Observations on Xenobiology
Species: Time Lord

by Dr. Grace Holloway

Life Cycle

I will not be addressing the particulars of reproduction here; this entry is more a consideration of aging and death. Most importantly, I will discuss the concept of regeneration.

Longevity seems to be an inherent quality of the species. A Gallifreyan could live five hundred years or more before dying of old age. But those who have earned the rank of Time Lord have something extra, and that is regeneration. Should the body be injured beyond repair, microscopic robots within the cells will actually create a new one in its place. The physical appearance will be completely changed. My friend is unable to control this process, but he has told me of a Time Lady he knew who actually changed her appearance several times during a single regeneration before choosing her own final form. She did not seem to suffer any ill effects, either, though my friend was very disoriented for the first day afterward.

I am uncertain whether the robots have to be activated consciously. My friend was unconscious and had, in fact, been dead long enough to be taken to the morgue before he regenerated.

The big picture here is that death is much less common on Gallifrey than on Earth. It doesn't happen every day, and among the Time Lords, final death doesn't even happen every year. Because they face a lot of danger in their travels, very few make it to the potential age of six thousand years, but conversely, very few live less than one thousand.

There are many factors within their physiology that protect them from many of the causes of death in humans. I will discuss them in greater detail within the entry for the relevant organ system, but for now I can say they include the redundant cardiovascular system, respiratory bypass, a fully active thymus gland, and a long history of genetic engineering to eliminate inherited diseases.

The most common cause of death of the first twelve lives is injury while visiting another time or place; most will retire to Gallifrey to make their final life last.

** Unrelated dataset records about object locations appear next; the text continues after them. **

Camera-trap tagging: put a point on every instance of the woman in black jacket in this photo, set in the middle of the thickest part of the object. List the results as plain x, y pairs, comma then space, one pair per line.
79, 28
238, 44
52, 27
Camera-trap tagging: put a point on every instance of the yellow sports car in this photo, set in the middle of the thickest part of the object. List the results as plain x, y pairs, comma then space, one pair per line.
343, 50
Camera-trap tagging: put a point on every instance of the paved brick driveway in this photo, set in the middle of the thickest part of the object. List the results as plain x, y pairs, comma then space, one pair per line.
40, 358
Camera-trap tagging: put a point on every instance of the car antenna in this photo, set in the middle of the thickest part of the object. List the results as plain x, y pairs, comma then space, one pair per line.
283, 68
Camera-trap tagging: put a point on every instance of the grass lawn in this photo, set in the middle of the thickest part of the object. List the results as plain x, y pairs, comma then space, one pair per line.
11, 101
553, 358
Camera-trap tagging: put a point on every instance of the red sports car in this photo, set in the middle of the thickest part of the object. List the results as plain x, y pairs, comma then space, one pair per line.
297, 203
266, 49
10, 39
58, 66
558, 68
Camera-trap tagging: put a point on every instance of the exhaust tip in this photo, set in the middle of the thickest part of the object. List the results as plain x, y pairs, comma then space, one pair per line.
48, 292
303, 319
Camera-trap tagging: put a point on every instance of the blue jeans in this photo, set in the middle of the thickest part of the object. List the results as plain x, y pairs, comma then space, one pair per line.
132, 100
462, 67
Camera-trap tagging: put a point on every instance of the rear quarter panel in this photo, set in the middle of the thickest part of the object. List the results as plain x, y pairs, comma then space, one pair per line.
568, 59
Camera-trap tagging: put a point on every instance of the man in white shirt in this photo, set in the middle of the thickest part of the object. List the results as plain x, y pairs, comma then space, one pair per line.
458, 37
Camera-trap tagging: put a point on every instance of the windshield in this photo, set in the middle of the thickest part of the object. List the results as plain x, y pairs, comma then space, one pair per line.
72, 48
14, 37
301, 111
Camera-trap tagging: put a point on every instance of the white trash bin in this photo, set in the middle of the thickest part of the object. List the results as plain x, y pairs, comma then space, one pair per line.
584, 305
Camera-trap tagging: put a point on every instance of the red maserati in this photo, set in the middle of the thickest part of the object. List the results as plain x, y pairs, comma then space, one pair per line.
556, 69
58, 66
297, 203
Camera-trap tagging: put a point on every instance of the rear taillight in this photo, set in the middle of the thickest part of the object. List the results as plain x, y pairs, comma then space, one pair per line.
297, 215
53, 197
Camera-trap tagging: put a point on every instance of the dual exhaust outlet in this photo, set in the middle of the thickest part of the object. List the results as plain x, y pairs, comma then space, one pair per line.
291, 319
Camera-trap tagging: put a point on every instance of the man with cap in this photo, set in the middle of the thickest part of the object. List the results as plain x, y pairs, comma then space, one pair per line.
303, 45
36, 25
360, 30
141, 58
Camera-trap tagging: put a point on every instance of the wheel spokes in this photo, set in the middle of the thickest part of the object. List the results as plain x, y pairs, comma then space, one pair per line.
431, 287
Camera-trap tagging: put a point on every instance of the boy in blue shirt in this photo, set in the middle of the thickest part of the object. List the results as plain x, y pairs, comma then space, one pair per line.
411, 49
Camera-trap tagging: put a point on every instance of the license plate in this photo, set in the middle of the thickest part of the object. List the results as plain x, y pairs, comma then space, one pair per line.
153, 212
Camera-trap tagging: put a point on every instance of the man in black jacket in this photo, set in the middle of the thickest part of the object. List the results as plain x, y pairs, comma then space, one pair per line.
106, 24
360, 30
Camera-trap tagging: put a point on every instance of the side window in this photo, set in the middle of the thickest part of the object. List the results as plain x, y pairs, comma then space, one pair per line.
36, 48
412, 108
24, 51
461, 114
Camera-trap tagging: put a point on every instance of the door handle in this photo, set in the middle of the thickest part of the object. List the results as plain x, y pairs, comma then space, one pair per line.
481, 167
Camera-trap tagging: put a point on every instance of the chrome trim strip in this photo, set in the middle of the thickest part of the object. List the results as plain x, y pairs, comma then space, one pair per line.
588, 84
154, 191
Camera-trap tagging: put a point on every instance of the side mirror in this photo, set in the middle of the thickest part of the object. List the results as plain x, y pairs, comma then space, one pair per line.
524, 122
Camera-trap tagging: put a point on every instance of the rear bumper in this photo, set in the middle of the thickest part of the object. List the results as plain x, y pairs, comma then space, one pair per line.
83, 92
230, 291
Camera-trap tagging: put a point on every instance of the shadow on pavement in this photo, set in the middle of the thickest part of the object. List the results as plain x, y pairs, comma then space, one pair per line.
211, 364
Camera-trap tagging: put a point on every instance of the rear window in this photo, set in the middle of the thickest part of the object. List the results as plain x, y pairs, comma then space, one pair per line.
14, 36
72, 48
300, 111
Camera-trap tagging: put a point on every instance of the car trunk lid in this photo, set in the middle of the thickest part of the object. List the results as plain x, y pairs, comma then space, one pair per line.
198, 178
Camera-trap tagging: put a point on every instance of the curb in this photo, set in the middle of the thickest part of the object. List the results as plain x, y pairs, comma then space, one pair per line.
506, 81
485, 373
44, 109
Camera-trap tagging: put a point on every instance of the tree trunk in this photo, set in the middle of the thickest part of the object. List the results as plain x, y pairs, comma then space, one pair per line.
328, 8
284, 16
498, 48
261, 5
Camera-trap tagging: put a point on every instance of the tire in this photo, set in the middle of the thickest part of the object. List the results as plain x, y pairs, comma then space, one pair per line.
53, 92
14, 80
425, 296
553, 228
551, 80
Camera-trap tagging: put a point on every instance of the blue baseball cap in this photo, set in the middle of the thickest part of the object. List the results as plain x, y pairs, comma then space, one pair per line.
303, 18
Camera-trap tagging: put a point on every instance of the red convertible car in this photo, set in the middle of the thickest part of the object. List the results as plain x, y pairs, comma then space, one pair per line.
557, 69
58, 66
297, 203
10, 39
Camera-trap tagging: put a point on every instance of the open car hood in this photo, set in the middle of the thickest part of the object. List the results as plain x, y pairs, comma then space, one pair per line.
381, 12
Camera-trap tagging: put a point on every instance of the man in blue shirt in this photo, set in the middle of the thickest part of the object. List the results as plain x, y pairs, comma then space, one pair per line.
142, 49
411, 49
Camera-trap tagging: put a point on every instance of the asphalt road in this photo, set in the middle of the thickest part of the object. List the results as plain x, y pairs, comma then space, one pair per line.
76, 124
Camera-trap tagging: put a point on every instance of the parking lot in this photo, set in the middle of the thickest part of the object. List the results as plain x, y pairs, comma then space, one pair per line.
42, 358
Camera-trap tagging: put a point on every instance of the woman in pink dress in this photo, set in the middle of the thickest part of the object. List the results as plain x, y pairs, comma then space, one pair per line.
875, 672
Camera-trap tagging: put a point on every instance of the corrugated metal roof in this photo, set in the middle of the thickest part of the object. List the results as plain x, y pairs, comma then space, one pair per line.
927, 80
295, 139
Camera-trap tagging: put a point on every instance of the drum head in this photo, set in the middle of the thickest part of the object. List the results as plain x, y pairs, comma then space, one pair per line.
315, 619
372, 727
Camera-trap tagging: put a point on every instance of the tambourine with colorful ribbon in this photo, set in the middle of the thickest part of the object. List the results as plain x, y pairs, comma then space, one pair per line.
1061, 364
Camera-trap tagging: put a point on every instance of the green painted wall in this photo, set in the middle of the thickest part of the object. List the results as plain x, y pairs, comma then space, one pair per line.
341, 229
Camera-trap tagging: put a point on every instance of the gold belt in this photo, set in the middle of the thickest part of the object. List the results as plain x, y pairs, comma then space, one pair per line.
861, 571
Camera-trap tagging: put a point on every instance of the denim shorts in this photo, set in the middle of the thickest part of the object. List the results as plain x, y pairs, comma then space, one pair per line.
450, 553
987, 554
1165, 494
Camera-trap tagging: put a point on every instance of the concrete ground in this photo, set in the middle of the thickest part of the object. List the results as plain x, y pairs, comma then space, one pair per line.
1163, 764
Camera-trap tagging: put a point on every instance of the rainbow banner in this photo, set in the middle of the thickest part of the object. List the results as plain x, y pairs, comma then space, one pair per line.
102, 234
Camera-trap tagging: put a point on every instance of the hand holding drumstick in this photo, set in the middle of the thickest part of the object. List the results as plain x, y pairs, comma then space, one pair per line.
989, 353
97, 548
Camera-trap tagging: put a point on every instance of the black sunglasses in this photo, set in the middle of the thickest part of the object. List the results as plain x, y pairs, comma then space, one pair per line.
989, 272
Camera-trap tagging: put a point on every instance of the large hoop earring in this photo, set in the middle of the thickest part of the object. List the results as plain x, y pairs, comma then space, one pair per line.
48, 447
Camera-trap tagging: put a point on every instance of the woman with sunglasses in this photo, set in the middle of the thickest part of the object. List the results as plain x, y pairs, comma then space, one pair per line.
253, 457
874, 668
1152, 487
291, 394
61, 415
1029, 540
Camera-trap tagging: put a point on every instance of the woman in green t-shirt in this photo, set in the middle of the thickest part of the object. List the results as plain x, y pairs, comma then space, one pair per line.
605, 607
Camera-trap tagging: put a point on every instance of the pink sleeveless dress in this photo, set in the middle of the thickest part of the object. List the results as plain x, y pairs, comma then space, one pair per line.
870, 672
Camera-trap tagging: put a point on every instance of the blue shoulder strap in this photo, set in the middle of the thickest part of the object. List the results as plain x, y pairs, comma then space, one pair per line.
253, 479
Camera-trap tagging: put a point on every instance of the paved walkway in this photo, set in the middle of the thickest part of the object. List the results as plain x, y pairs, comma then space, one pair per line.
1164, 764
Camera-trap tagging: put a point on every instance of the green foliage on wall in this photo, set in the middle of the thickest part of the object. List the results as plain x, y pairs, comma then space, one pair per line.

Of course, when an entire species can live so long, they would quickly become overpopulated unless either they sent much of the population to colonize other worlds - which they have not done - or if the birth rate were similarly low. And yet, that is not something likely to happen through the normal course of evolution; it had to be induced in some way. I suspect genetic engineering. I will address the mechanism of their decreased birth rate when I detail the reproductive system.